In this model, roflumilast effects on neutrophil functions correlated with a more rapid weight recovery, which reached statistical significance at 5 days of infection (Figure 8a). The hypothesis that roflumilast improves the animal wellbeing by modulating neutrophil recruitment and function was supported by the observation of a direct correlation between neutrophil number and free-DNA with body weight (Supplemental Figure 3). On the contrary, the bacterial load, which was not appreciably modified by roflumilast, was not influent.
Consistent with this scenario, free-DNA accumulated in BALF ofPseudomonas aeruginosa -infected mice, positively correlated with neutrophil counts. In this condition, free-DNA may be largely represented by NETs, as indicated by Histone H3 data. Thus, NETs release appears to represent a neutrophil function mainly involved in the pathogenesis of lung inflammation during Pseudomonas aeruginosainfection. This interpretation is consistent with recent evidence that free-DNA, abundant in CF sputum, shows NETs characteristics (Dwyer et al., 2014). Moreover, in the airways of people with CF, NETs components, such as elastase and others granule proteins, perpetuate lung damage and inflammation (Marcos et al., 2015; Dittrich et al., 2018), while decondensed chromatin, the main structure of NETs, increases the viscosity of endobronchial secretions, further hampering muco-ciliary clearance. Clinical observations also confirm the pathogenetic role of NETs in CF, by revealing a positive correlation between the impairment of respiratory function and the level of free-DNA or elastase in CF airways, or the level of MPO and antibodies to PAD4 in circulating blood (Marcos et al., 2015; Dittrich et al., 2018; Yadav et al., 2019).

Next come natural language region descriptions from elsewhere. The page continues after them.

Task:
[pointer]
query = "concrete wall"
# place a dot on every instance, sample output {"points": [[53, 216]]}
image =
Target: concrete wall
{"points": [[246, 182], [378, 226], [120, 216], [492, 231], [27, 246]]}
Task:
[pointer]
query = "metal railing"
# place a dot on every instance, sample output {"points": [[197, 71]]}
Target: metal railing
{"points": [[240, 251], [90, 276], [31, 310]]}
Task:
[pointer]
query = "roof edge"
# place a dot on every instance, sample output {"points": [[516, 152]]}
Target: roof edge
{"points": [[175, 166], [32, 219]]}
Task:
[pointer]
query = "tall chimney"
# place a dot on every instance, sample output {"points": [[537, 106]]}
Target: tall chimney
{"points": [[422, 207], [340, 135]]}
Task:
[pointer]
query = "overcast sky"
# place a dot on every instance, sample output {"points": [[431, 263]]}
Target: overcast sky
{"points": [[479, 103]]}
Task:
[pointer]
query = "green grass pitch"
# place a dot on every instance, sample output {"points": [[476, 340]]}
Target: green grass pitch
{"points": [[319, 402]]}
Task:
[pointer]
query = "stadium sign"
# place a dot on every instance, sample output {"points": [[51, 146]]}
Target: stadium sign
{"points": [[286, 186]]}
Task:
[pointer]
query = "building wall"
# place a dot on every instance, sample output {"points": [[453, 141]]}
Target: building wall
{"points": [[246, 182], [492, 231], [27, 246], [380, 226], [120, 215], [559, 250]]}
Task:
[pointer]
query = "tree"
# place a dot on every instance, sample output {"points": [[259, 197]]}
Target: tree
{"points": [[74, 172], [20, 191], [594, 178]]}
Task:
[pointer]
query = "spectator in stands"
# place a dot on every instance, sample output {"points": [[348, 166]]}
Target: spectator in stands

In summary our study describes a series of pharmacological activities associated with PDE4 blockade in neutrophils, which could be beneficial in a CF clinical setting. Our data, showing that PDE4 inhibitors may sustain a local signal driving neutrophilic inflammation towards physiological resolution, indicate that PDE4 may be a potential novel target to promote a ”correction” of neutrophilic inflammation, rather than a complete suppression, which could be detrimental. As PDE4 inhibitors have been recently approved for clinical use in COPD (Rabe, 2011; Wedzicha et al., 2016) and psoriasis (Rich et al., 2016), our present results encourage further research to validate the use of these drugs in patients with CF.